I happen to know this cannot be represented exactly in binary it is a repeating number so the above tells me:

0.0011001100110011...

Is the binary number for 0.2 in base 10.

Now to normalize this I need 1.xxxx so I shift left 3 and get

1.1001100110011 * 2^(-3)

IEEE 754 single precision format (mantissa and fraction are the same thing)

seeeeeeeemmmmmmmmmmmmmmmmmmmmmmm

Positive number so the sign s is zero

exponent is 2 to the power e-127

so we add 127 bias to -3 and get 124 0x7c

note since the 1.xxxx is implied no reason to waste the 1 that is removed we just put the fraction in.

0 01111100 10011001100110011001100
0011 1110 0100 1100 1100 1100 1100 1100
0x3E4CCCCC

Now I cheated and let the computer convert this for me and got:

0 01111100 10011001100110011001101
0x3E4CCCCD

and that makes sense because before we chop of the end we have 11001 that last bit being chopped off is greater than or equal to half our base so we round up if we want to round that makes it a 1101. When we have base ten to round up we need equal to or half the base so 5 0.105 rounds up to 0.11. so in binary 0.11001 rounds up to 0.1101.

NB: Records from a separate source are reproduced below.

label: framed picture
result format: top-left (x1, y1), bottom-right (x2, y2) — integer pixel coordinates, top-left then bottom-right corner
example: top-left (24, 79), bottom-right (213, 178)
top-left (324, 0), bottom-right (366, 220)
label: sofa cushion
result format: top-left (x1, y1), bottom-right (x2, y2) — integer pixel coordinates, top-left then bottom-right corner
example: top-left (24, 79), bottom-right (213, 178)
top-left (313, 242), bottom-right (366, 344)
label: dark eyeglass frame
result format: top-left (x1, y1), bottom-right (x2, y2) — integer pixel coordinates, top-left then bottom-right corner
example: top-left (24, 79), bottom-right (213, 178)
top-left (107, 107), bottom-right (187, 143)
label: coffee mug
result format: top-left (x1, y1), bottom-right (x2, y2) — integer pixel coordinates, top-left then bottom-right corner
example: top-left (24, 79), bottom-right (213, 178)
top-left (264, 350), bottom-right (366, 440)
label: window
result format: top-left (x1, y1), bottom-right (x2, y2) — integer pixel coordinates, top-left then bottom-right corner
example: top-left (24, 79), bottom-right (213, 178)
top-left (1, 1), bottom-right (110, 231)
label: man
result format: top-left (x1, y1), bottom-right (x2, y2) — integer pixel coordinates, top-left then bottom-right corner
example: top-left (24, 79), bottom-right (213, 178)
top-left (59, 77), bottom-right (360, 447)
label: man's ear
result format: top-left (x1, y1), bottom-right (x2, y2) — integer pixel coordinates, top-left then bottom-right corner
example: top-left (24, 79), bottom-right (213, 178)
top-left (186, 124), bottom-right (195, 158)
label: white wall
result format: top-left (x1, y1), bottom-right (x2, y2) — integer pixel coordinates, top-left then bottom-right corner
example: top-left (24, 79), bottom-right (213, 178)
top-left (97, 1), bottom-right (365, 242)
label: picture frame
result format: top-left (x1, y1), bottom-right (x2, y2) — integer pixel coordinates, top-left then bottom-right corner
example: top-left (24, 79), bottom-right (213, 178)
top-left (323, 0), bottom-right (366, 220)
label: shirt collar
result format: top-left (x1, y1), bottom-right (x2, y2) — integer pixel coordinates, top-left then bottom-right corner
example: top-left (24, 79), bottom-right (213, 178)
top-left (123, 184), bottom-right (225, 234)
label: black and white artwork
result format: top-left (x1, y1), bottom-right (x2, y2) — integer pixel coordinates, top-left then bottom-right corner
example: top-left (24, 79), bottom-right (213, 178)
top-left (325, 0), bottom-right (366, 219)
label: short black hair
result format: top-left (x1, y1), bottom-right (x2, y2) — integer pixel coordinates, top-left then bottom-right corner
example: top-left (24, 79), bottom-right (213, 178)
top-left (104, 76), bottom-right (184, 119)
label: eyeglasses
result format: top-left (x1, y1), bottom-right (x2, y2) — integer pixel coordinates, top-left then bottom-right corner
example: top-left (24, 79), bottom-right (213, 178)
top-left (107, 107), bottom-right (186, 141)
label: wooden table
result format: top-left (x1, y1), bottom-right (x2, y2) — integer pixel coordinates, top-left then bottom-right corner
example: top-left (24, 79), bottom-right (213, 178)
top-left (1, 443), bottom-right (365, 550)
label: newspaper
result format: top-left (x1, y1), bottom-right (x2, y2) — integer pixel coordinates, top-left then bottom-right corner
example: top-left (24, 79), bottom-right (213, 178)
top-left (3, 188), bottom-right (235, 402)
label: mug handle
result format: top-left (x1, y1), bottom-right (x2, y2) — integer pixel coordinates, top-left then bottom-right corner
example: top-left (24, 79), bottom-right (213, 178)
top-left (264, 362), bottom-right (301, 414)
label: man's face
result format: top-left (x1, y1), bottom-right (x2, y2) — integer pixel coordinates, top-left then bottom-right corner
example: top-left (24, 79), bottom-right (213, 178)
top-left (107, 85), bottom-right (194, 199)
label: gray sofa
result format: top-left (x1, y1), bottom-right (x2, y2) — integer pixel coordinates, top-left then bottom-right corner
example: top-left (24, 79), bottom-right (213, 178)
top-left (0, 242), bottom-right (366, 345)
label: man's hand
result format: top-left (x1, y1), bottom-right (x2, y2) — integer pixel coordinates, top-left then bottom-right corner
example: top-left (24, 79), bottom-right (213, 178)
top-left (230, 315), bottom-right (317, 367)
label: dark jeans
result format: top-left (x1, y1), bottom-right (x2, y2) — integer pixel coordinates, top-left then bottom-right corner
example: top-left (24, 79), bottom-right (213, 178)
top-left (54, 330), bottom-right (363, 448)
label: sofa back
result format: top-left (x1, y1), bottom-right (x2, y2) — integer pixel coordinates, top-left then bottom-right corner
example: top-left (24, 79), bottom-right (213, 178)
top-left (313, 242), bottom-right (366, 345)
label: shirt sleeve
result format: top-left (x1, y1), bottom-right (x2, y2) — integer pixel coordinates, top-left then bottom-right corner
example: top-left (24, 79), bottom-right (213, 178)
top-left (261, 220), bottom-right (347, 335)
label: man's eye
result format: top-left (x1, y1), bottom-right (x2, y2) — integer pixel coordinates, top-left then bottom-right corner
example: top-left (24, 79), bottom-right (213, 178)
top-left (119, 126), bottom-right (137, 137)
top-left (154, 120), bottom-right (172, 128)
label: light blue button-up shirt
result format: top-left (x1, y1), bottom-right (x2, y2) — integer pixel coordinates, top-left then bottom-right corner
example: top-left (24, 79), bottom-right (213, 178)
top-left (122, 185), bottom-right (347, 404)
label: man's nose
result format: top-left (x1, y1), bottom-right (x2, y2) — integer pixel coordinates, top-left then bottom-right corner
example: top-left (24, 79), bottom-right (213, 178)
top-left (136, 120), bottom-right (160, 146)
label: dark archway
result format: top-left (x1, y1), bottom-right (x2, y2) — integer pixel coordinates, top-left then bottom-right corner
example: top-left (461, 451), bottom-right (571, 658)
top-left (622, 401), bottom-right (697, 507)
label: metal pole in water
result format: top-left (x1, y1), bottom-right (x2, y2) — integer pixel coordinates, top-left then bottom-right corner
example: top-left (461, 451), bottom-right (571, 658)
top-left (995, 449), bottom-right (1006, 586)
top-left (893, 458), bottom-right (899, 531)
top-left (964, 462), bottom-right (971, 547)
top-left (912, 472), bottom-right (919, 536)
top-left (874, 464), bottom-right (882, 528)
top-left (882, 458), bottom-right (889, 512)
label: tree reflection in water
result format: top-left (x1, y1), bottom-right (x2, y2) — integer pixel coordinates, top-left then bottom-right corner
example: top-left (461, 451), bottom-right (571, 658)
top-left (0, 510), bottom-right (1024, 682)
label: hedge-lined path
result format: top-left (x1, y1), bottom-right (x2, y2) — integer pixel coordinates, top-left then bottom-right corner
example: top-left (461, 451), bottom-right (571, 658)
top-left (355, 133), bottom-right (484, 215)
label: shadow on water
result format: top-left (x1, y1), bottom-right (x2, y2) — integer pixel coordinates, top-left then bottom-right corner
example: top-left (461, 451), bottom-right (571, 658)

so half point format appears to be

seeeeemmmmmmmmmm

and the bias is 2^(e-15)

so we add 15 to -3 we get 12

s is 0 it is positive e is 12 and m is I assume without the implied 1 bit so

0 01100 1001100110
0011 0010 0110 0110
0x3266

where it gets chopped off was a 0 so it doesnt round up assuming a round up rounding mode...

so that is a normalized version of 0.2 in 16 bit IEEE floating point format.

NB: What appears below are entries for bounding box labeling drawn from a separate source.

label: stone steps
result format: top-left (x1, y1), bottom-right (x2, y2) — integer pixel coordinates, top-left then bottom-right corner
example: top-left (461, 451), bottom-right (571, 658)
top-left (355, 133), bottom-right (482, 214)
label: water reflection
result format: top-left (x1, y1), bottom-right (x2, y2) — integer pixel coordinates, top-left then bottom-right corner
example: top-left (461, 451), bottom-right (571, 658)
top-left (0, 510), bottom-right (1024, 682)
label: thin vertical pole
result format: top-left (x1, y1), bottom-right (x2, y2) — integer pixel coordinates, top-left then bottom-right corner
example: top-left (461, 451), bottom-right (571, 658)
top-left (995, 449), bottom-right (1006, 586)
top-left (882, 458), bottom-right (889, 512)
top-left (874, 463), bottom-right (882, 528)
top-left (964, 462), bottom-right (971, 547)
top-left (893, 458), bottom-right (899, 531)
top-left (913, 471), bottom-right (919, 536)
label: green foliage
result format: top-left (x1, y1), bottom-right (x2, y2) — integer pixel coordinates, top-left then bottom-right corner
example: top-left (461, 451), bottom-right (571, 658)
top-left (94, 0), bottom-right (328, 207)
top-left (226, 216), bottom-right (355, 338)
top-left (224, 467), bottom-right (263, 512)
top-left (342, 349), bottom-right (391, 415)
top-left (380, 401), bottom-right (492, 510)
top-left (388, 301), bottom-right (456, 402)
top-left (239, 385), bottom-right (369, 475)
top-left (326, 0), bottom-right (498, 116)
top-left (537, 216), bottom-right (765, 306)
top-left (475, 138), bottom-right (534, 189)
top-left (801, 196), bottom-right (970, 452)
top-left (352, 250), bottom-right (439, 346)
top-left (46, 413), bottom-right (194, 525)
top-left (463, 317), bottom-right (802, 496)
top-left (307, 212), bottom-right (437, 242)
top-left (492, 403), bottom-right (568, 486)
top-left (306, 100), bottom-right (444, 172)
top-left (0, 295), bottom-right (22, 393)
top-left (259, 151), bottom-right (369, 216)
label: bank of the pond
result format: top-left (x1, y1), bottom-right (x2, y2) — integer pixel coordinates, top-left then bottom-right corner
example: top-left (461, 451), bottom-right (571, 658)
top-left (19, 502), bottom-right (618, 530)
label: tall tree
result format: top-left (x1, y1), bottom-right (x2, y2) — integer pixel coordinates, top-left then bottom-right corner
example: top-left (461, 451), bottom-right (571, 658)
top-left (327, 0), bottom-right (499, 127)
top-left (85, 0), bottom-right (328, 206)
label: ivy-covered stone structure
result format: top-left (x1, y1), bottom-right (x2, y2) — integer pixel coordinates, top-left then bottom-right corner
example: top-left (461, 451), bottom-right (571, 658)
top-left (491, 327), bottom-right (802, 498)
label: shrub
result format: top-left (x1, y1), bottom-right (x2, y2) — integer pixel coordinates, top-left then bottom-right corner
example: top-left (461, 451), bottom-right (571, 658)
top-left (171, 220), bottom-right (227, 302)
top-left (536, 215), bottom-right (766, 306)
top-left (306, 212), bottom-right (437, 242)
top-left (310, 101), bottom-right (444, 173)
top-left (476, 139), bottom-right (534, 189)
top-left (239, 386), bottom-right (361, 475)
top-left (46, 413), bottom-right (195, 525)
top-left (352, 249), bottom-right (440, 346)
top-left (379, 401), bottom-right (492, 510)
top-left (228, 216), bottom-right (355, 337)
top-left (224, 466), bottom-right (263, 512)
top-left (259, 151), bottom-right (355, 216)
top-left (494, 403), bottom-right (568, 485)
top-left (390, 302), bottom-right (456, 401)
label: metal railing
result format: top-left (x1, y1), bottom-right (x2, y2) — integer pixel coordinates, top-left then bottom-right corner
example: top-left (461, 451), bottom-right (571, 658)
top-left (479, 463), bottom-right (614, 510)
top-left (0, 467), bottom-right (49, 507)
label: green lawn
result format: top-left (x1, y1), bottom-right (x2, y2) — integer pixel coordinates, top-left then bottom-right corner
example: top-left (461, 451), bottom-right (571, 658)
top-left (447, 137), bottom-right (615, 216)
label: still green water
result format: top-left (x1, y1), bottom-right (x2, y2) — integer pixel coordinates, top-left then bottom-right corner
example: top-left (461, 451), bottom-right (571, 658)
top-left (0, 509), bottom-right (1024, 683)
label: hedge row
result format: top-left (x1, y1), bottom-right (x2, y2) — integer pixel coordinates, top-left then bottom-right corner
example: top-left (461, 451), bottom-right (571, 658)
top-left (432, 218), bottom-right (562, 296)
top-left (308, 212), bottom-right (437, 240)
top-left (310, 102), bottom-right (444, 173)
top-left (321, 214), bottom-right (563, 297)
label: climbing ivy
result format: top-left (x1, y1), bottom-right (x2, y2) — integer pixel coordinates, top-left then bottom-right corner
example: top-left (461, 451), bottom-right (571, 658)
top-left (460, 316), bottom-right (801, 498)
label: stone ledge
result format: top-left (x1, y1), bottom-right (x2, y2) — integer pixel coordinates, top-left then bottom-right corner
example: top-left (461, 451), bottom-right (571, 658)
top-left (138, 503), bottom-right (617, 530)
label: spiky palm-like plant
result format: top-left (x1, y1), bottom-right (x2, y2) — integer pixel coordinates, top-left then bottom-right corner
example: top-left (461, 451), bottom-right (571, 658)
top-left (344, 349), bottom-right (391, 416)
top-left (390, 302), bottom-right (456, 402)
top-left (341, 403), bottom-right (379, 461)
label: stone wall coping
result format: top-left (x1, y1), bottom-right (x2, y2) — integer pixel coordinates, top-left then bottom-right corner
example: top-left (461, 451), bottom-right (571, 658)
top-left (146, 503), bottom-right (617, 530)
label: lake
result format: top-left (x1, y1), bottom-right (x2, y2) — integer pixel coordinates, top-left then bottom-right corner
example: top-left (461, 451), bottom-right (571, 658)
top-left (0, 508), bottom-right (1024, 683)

Now if you read wikipedia which is good enough to understand this, if when you normalize this to 1.xxxxx you will shift left (or right if greater than 1.xxxx, left if less than 1.xxxx which it is in this case) some number N bits to do that so your number is 1.xxxx times 2^(-N) as shown in the wikipedia page

Emin = 000012 − 011112 = −14

So an N of 14 is the worst case you can have if you have to shift more than 14 bits you cannot normalize this number. so they have a case for this shown in wikipedia, they call it subnormal same as denormal. you shift it 14 bits to the left which is implied by the 2^-14 so you convert your binary number into 0.xxxxxxxxxx * 2^-14, whatever the first ten xxxxx bits that is your mantissa/fraction. and the exponent in the encoding is a special number 00000

so 0 00000 xxxxxxxxxx is the encoding for a denormal in IEEE 754 half point binary.